Prior to Jan. 6, 2021, Isaacs submitted an application to volunteer with the Oath Keepers on Jan. 6 because she was a paramedic. As alleged in the complaint, the Oath Keepers are a large but loosely organized collection of individuals, some associated with militias. Though the Oath Keepers will accept anyone as members, they explicitly focus on recruiting current and former military, law enforcement and first-responder personnel.

On Jan. 6, Gray, Hallon and Isaacs walked to the Capitol from the Ellipse. All illegally made their way onto the Capitol grounds and into the building. Isaacs and Hallon entered through the rotunda doors and remained inside the Capitol for about 14 minutes, from 3:02 to 3:16 p.m.

Gray, meanwhile, entered the Capitol at 2:41 p.m., also through the rotunda doors, and traveled to multiple areas, including the rotunda. She took videos inside the Capitol’s interior. In one, she stated, “I am in Congress. This is our house. This is our house! … I don’t know what we are doing now but we are in here. We’ve taken it.” She repeatedly yelled “traitor” at law enforcement officers and got past an officer who told her not to proceed further. She left the building at 2:57 p.m., according to court records.

Isaacs and others engaged in text messages about Jan. 6, which were deleted based on a review of her cellphone. Isaacs was interviewed by the FBI on March 29, 2021, and the FBI later was able to recover some deleted messages from an analysis of her cellphone. (See the Department of Justice's Statement of Facts). In one text message, she told wrote, “Delete anything I sent you please.
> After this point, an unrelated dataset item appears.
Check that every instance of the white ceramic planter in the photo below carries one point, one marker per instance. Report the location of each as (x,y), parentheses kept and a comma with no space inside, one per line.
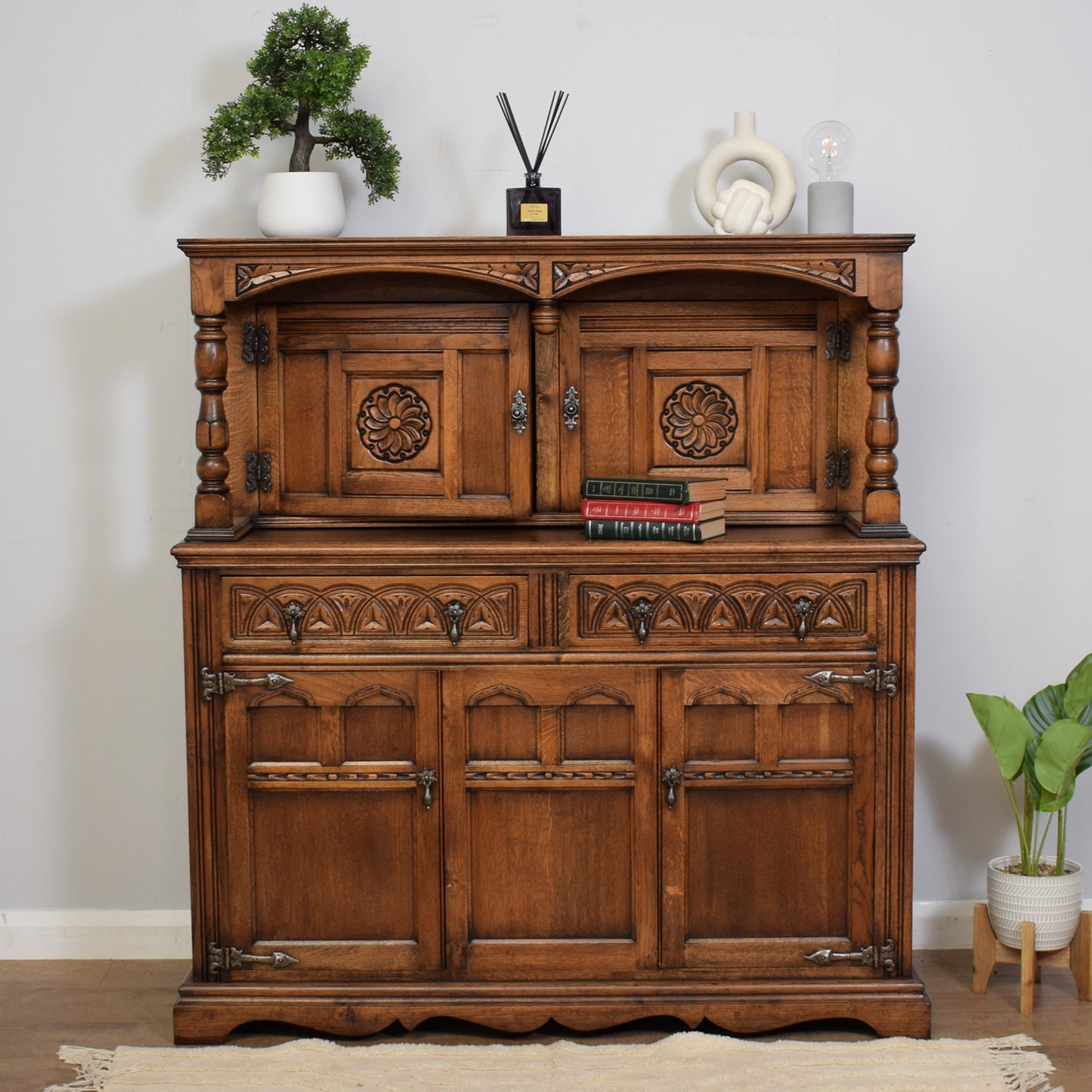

Feds are going after people hard.”

Five people died during the Capitol breach:

According to the FBI Capitol police officer Brian D. Sicknick, 42, was overpowered, sprayed in the face with mace and struck over the head with a fire extinguisher.

Ashli Babbit, 35, an Air Force veteran from Southern California, was shot and killed by a Capitol Police officer as she clambered through a broken window leading to the speaker’s lobby inside the Capitol.

Kevin D. Greeson, 55, of Athens, Alabama, was standing in a throng of fellow Trump loyalists on the west side of the Capitol when he suffered a heart attack and fell to the sidewalk. He was talking on the phone with his wife at the time.

The FBI said Rosanne Boyland, 34, of Kennesaw, Georgia, appears to have been killed in a crush of rioters fighting through a police line.

Benjamin Philips, 50, from Pennyslvania, the founder of a pro-Trump website called Trumparoo, died of a stroke during the insurrection.

This case is being prosecuted by the U.S. Attorney’s Office for the District of Columbia and the Department of Justice National Security Division’s Counterterrorism Section. Assistance was provided by the U.S. Attorney’s Office for the Middle District of Florida.

The case is being investigated by the FBI’s Tampa Field Office and its Orlando Resident Agency with assistance from the FBI’s Washington Field Office and the U.S. Capitol Police.